E. H. R. AND SALLY WALLIS
By Kevin Ladd
The history of the Wallis family of Chambers County, Texas begins with the person of Elisha Henry Roberts Wallis who was born in 1781 in Burke County, Georgia. Although much is known about his life, the history of his forbears is shrouded in mystery.
Wallis was married on October 17, 1814 in St. Landry Parish, Louisiana to Miss Sarah Barrow, better known as "Sally,' one of several children to grace the household of Reuben Barrow Sr. and his second wife Mary Jane Johnson. Their marriage record provides us with the only link to the young man's parents. The document required both the groom and the bride to list the names of their parents, and his are listed as Frederick Wallis and Gilleny Roberts. Family tradition is that E.H.R. Wallis had three sisters: Leodocia, Chrischaney and Adelaide. Having entered those facts and tradi-tions into the record, we have told pretty much all we know on the subject.
E. H. R. Wallis served in the War of 1812, enlisting in 1814 in the 16th Infantry Regiment, Second Division at Opelousas. He served through the Battle of New Orleans in 1815.
Sarah was nineteen years old at the time of her wedding, and her husband was thirty-three years of age - not an unusual age difference for that day and time. The young couple began a family soon thereafter, with their first child, Rachel, born in 1816. A second daughter, Martha, came along one year later. A third child, another girl named Eliza, was born in 1819. Their first son and fourth child, a boy named Elisha W. Wallis, was born in 1821. Some family records say the family was living in a small town called Pick Pea, Louisiana at the time of Rachel's birth in 1816. The town does not appear in any records for that time period. A fifth child, Julia Letitia, was born in 1823.
This, therefore, was the size of the Wallis family when they set out for Southeast Texas in the fall of 1824. By the time of their departure, Sally Wallis was expecting her sixth child and was three or four months along in the pregnancy.

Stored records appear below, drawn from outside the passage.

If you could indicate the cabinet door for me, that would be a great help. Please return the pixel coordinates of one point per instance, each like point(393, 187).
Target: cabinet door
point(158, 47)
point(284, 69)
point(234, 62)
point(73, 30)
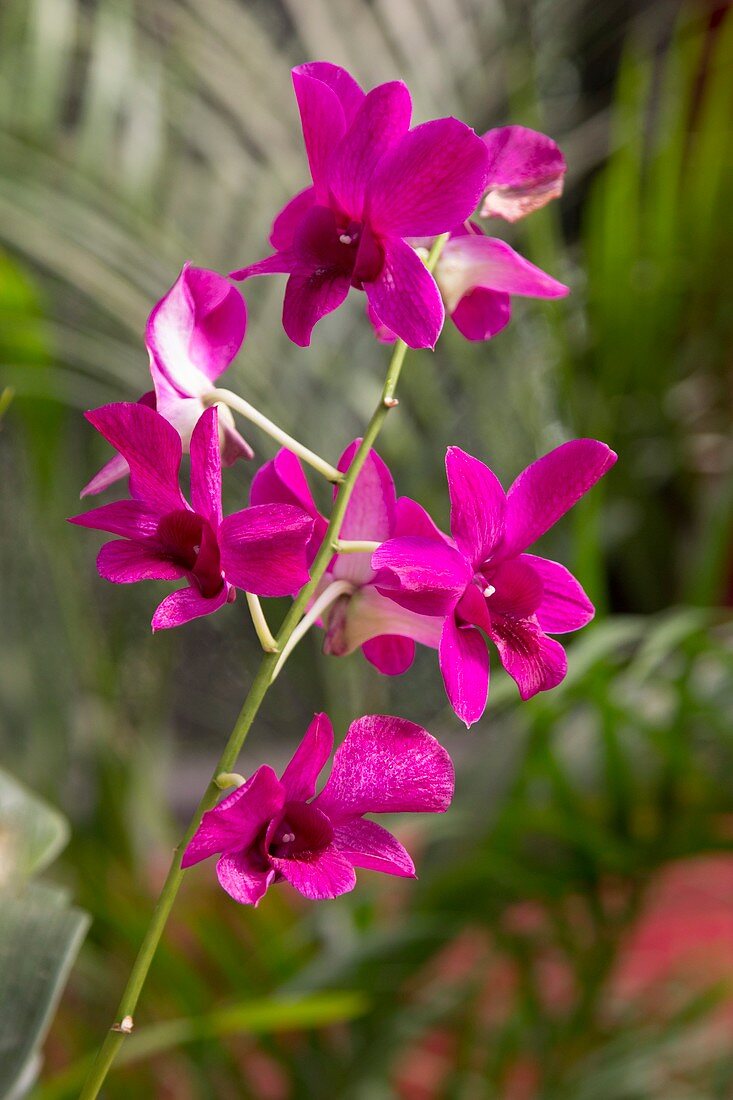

This journey, made in late 1824, is the pivotal event in the early history of the Barrow-Wallis family. E.H.R. and Sally Wallis loaded their four children and all of their possessions into wagons and set out for the Texas. It was not a particularly perilous journey, but it was arduous. There were lots of streams, bayous and rivers to cross. Mr. Wallis came with his three young brothers-in-law --- Solomon, Benjamin and Reuben Barrow, Jr. This was a practical way for a family to travel. All of the men helped in fording the streams and driving their combined livestock. They arrived in Liberty on Christmas Day in 1824 and then headed south into present-day Chambers County. Old legends say they skirted the woods to the east, camped along Turtle Bayou, and kept huge fires burning at night to keep away the alligators. In such manner did the first members of the clan find their way here. Wallis settled his family on a lovely piece of high ground, which was afterward known as Wallis Hill.
Sally gave birth to a daughter, Sarah Ann, in May 1825. Two other children, both sons, came along later. Solomon Barrow Wallis, who was called "Sol.," was born in 1829. Daniel Boone Wallis, called "Dan," was born in 1831.
Sally Wallis died on November 15, 1841 at the age of 46 years and was buried in what would become a small family cemetery at Wallis Hill. Her husband waited a year and a day before he remarried, his second wife being Martha Shelton. He and Martha had two sons, Francis Marion, who was born in 1843; and Hansel Roberts, called Robert, who was born in June 1846.
Elisha Henry Roberts Wallis died on July 3, 1846 and was buried next to Sally in the family cemetery.